LOS ANGELES (CNS) - Prosecutors recommended today that Oscar-nominated actress Felicity Huffman serve one month behind bars and pay a $20,000 fine for her role in the college admissions cheating scandal, according to a filing in Boston federal court.

The ``Desperate Housewives'' actress pleaded guilty in May to conspiracy to commit mail fraud and honest services mail fraud for paying $15,000 to have a proctor correct her daughter's answers on a college-entrance exam.

In their sentencing memorandum filed Friday, prosecutors also recommended that the 56-year-old actress, who earned an Oscar nod for ``Transamerica,'' serve one year of supervised release following her stint in federal custody. Prosecutors suggested in May they would seek as much as four months in prison for Huffman.

Huffman's attorneys filed court papers asking that the judge sentence the actress to one year of probation and 250 hours of community service. More than two dozen people submitted letters of support to the court, including Huffman's husband William H. Macy and ``Desperate Housewives'' co-star Eva Longoria.

But prosecutors wrote that anything less than a jail term would be insufficient, describing Huffman's conduct as ``deliberate and manifestly criminal,'' according to the sentencing memorandum. The actress will be sentenced Sept. 13 in Boston.
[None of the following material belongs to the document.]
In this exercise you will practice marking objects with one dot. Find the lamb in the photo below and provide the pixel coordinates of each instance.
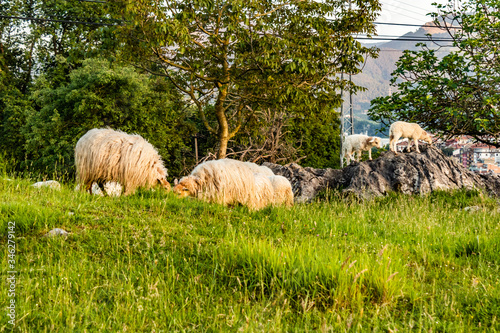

``In the context of this case, neither probation nor home confinement - - in a large home in the Hollywood Hills with an infinity pool -- would constitute meaningful punishment or deter others from committing similar crimes,'' prosecutors wrote.

They said that Huffman's ``efforts weren't driven by need or desperation, but by a sense of entitlement, or at least moral cluelessness, facilitated by wealth and insularity.''

In her four-page letter to the judge, Huffman wrote that she was driven to participate in the college admission fraud out of ``desperation to be a good mother. I talked myself into believing that all I was doing was giving my daughter a fair shot.''

She added that she sees ``the irony in that statement now because what I have done is the opposite of fair'' and feels ``a deep and abiding shame over what I have done.''

In his letter, Macy wrote that his wife's only interest now is to ``make amends and help her daughters heal and move on.''

``Full House'' actress Lori Loughlin and her husband, fashion designer Mossimo Giannulli, have pleaded not guilty to federal conspiracy and money- laundering charges in the scandal.

Dozens of parents and college athletic coaches were implicated in the nationwide bribery scandal, in which wealthy parents paid Newport Beach businessman William Rick Singer thousands of dollars to have their children's entrance-exam scores doctored. In other cases, students were falsely admitted to elite universities as athletic recruits, even though they never had any experience in the sports for which they were being recruited, prosecutors said.